In Indiana, health statistics aren't collected on the prevalence of babies born with neo-natal abstinence syndrome. But Zoeller says doctors have told him incidents are rising, as is the overall problem of prescription drug addiction.
Nationally, a study released in a 2012 medical journal estimated that about 13,500 babies a year are born in the U.S. with the condition - roughly one every hour. Infants have to be hospitalized for several weeks while doctors treat them with methadone or morphine to wean them from drugs their mothers used.
It's a problem that concerns Sen. Patricia Miller, R-Indianapolis, who chairs the Commission on Mental Health and Addiction.
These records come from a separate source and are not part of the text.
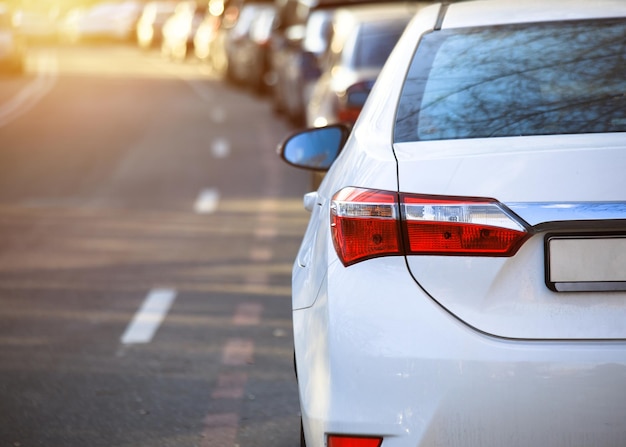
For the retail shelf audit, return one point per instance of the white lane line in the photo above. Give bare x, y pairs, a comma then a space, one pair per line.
261, 254
238, 352
248, 314
218, 115
207, 201
33, 92
220, 148
149, 316
230, 386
The commission is also studying the problem and plans to make recommendations to the legislature.
"I think there is merit in testing, but the bigger question is if women test positive, then what do we do?" Miller said.
She said doctors have told her not enough drug addiction treatment programs are available and some don't accept pregnant women. But she said she still is investigating options and the commission is meeting on Tuesday to further discuss the problem.
"It's a very complex issue," she said. "If there are women who are drug addicted who may not seek prenatal care, that would be a negative."
Zoeller said his task force also intends to make recommendations to the legislature. The task force consists of about 80 doctors, law enforcement officials, legislators, attorneys general and health department representatives.
"Physicians are the ones who should really lead this," Zoeller said. "It's certainly not the role for a lawyer. I'm not really one to tell the doctors in the task force what to recommend."